The way the credit card processing system works today is complex and may hinder progress here. There is a lot of complexity involved in the EMV chip and NFC (tap) use cases, but more certificate-based payment options will eventually start to make their way into the payments ecosystem. For example, Apple pay is EMV-compliant because it’s currently an industry mandate – but these specifications are already over a decade old and are just now being rolled out in the US. You can imagine getting rid of that last step where you do the tap on the payment device – we are probably another five years away from that.

More on Dinova’s Plate

Dinova, Inc., the proprietary marketplace exclusively focused on connecting business diners to restaurants nationwide said  second quarter marketplace results reveal growth throughout the year, despite downturn in the restaurant industry. In the third quarter, business dining spend through Dinova’s marketplace has increased 20 percent, with 21 percent growth in the number of business dining transactions and a 6 percent increase in transaction size from our enterprise corporation segment, compared with the third quarter of 2016.

By contrast, consumer spend at restaurants in general was down again for Q3 2017 with a 2.2 percent* decline of same-store sales, according to Black Box Intelligence, a TDn2K company. Additionally, consumer traffic was down 4.1 percent in Q3, further highlighting the need for restaurants to find alternative ways to bring in spend.

Driven by its preferential connection to business diners and ability to influence which restaurants they frequent, Dinova continues to add high-profile restaurants and companies to its business dining marketplace and expand its reach nationwide.

Vic Macchio

“Our plate has been wonderfully full this year – we’ve earned tremendous growth, multiple company awards, and a significant investment from Frontier Capital,” says Vic Macchio, CEO and founder of Dinova. “We’re excited now to forge ahead and focus on innovation and growing our marketplace in 2018 and beyond.”

Pizza Inn’s New Prototype

Pizza Inn is launching a new prototype for a non-traditional licensing model called Pizza Inn Express, or PIE for short, that will give customers a fast, seamless experience when picking up their favorite hot pizza.

Pizza Inn gets in the fast lane with express concept aimed at c-store and airport locations.
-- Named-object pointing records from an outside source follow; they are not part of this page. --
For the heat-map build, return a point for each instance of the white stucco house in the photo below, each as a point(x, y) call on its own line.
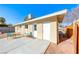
point(45, 27)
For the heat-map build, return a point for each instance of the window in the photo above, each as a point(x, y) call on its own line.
point(35, 27)
point(26, 26)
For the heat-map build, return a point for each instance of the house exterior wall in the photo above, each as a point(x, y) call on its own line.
point(17, 29)
point(22, 29)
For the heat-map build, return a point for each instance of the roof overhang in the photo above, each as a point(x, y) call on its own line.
point(48, 17)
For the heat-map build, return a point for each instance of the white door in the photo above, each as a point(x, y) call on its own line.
point(35, 31)
point(46, 31)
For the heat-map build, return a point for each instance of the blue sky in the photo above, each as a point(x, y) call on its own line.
point(15, 13)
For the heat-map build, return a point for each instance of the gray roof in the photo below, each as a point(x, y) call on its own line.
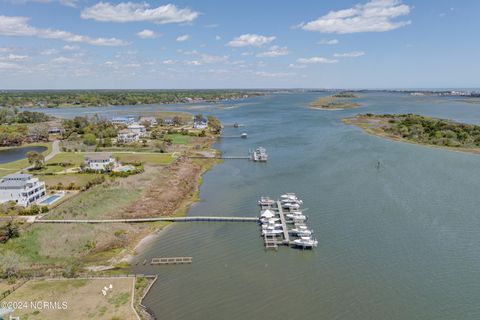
point(16, 180)
point(98, 156)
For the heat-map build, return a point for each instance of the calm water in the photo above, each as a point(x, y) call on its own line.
point(14, 154)
point(402, 242)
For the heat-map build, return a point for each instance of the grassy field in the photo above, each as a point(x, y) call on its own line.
point(12, 167)
point(79, 179)
point(150, 158)
point(178, 138)
point(96, 203)
point(77, 299)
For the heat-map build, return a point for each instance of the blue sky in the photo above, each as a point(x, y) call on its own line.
point(64, 44)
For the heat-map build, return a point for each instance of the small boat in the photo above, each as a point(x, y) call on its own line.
point(265, 201)
point(260, 155)
point(297, 217)
point(305, 242)
point(267, 214)
point(266, 220)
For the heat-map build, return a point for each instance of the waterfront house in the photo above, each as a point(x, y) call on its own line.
point(126, 120)
point(200, 123)
point(100, 162)
point(150, 121)
point(137, 129)
point(168, 122)
point(125, 136)
point(23, 189)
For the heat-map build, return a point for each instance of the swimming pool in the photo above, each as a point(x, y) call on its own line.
point(51, 199)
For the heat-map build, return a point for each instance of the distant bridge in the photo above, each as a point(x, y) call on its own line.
point(153, 219)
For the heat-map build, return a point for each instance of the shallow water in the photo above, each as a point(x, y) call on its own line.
point(14, 154)
point(401, 242)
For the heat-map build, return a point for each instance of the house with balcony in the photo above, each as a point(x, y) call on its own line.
point(137, 129)
point(151, 122)
point(126, 120)
point(100, 162)
point(23, 189)
point(125, 136)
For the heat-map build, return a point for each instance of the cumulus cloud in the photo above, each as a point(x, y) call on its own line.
point(146, 34)
point(353, 54)
point(182, 38)
point(253, 40)
point(14, 57)
point(329, 42)
point(318, 60)
point(273, 52)
point(374, 16)
point(135, 12)
point(9, 65)
point(19, 27)
point(68, 47)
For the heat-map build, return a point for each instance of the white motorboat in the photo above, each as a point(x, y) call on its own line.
point(297, 217)
point(264, 201)
point(267, 214)
point(268, 220)
point(305, 242)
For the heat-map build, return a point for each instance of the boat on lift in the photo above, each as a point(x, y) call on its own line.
point(305, 242)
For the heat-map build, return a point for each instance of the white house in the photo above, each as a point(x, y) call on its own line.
point(152, 122)
point(21, 188)
point(123, 120)
point(100, 161)
point(200, 123)
point(125, 136)
point(138, 129)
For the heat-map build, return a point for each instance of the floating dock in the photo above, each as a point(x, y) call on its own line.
point(283, 223)
point(171, 260)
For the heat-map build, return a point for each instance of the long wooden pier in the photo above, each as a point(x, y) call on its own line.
point(171, 260)
point(286, 235)
point(153, 219)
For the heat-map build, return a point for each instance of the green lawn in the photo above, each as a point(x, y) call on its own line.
point(68, 157)
point(12, 167)
point(178, 138)
point(153, 158)
point(95, 203)
point(79, 179)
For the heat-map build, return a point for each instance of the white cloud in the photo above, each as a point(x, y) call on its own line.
point(297, 66)
point(14, 57)
point(329, 42)
point(273, 52)
point(374, 16)
point(68, 47)
point(146, 34)
point(182, 38)
point(253, 40)
point(49, 52)
point(8, 65)
point(319, 60)
point(135, 12)
point(63, 60)
point(19, 27)
point(353, 54)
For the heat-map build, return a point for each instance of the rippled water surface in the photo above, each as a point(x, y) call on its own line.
point(402, 242)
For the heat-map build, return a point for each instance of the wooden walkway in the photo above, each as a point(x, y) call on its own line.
point(286, 235)
point(153, 219)
point(172, 260)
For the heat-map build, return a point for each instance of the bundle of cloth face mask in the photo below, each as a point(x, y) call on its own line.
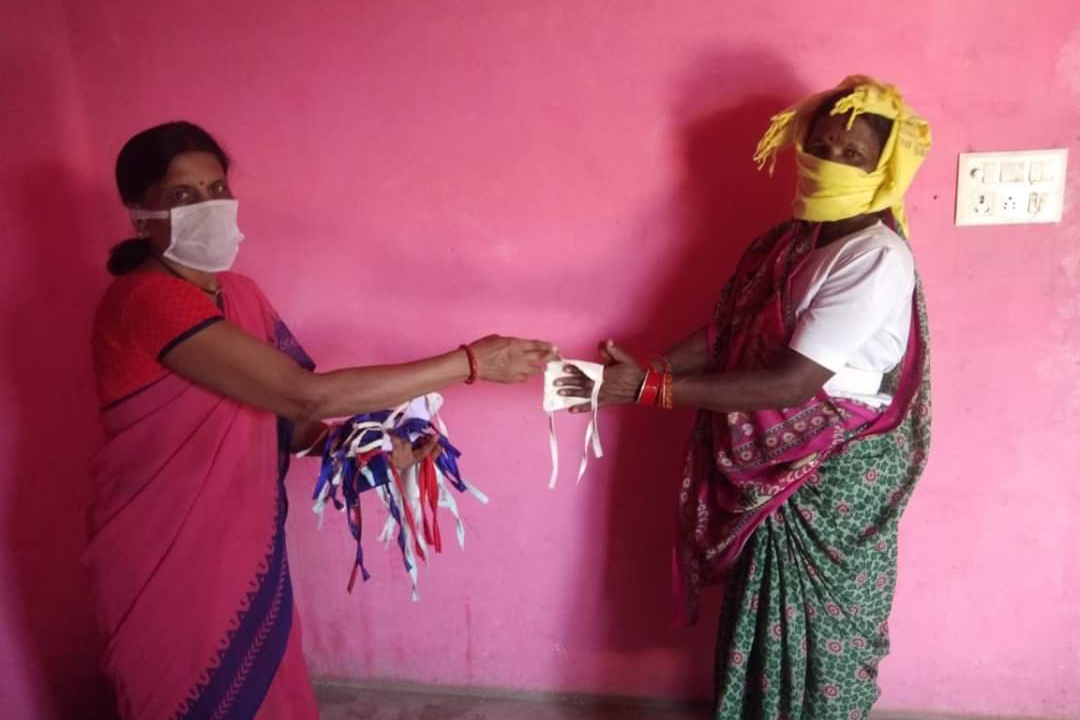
point(356, 459)
point(553, 403)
“Convenience stores are a $575 billion industry with 70 percent of sales attributed to in-store purchases,” said Scott Crane, chief executive officer of Pizza Inn parent company, Rave Restaurant Group, Inc. “This could be a game-changer for Pizza Inn as we tap into new markets and expansion opportunities for our flagship brand. We’re already seeing great interest from existing and potential franchisees who see this model as a new way to serve customers the same iconic, quality pizza they have come to expect, but in a faster setting.”

Geared toward convenience stores, but also an airport or entertainment venue option, the licensing deal for Pizza Inn Express will allow customers to order and pay at a kiosk for grab-and-go or pick up their food at a designated spot. Pizza Inn has a strong presence in the southeastern part of the country where the convenience store segment has the nation’s highest grouping of independent operators. Pizza Inn expects to have its first prototypes operating within the next 90 days.

“The PIE kiosk is attractive to non-traditional operators because it allows them to move quickly, be more nimble, and react to changes in customer traffic and facilities, all at a minimal investment,” said Bob Bafundo, president of Pizza Inn. “It’s a branded concept that’s attractive enough to be the permanent centerpiece in a travel center or airport, yet nimble enough to provide the same benefits traditional operators get from a food truck.”

Founded in 1958, Pizza Inn is a subsidiary of RAVE Restaurant Group, Inc., which owns, franchises and supplies more than 300 Pizza Inn and Pie Five restaurants operating domestically and internationally.